Sin embargo, en el año 1897, en el norte de la India, tendría lugar el excepcional hallazgo arqueológico de una urna cuya inscripción atribuía las reliquias en ella contenidas a Buda.

El entonces virrey de la India decidiría donarlas al rey de Tailandia (por aquel entonces Siam), porque era el único país independiente oficialmente budista. En 1904, el rey de Tailandia donaría parte de las reliquias al pueblo japonés, cuya población era, aunque no oficialmente, también mayoritariamente budista. Sin embargo, todas las numerosas denominaciones budistas que convivían en Japón reclamarían ser merecedoras de recibir tan especial donación, lo que degeneraría en un conflicto de intereses que se resolvería con la construcción de un templo y una estupa sin denominación sectaria donde se depositarían las reliquias. El lugar elegido fue el centro de Japón, precisamente en Nagoya.

Con el transcurrir del siglo pasado, los nagoyeses se han olvidado casi por completo de su tesoro, como pude atestiguar en las numerosas ocasiones en que me acerqué hasta sus inmediaciones, siempre solitarias. Actualmente, la estupa se halla entre el cementerio municipal y un tétrico cementerio militar cuyo monolito en forma de misil compite en altura, y gana en visibilidad, al sagrado relicario.
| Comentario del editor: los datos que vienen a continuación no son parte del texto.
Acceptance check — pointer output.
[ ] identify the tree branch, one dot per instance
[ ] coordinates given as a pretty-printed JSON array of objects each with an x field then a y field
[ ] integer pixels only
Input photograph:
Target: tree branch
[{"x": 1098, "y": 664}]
Yo provenía de una cultura donde la posesión de una astilla de la cruz donde murió Jesús, o una hebra de su sudario, o un mero apéndice incorrupto de algún santo, ejercían de reclamos irresistibles ante los fieles siempre necesitados de milagros; incluso la búsqueda del cáliz que Jesús sostuvo durante su última cena con los apóstoles propiciaría mil aventuras de legendarios caballeros.

Aunque sospecho que la capacidad de atracción que tales reliquias ejercen sobre los jóvenes de hoy en día haya decaído considerablemente, nada es comparable con la situación de manifiesta indiferencia en la que se encuentran los átomos oxidados del cuerpo de uno de los humanos más preclaros que jamás hayan existido.

No obstante, he de admitir que la situación podría revertir, caso de que prosperen las iniciativas que ofrecen visitas a la estupa coordinadas con las del zoo y el parque de atracciones, relativamente cercanos. Sin palabras.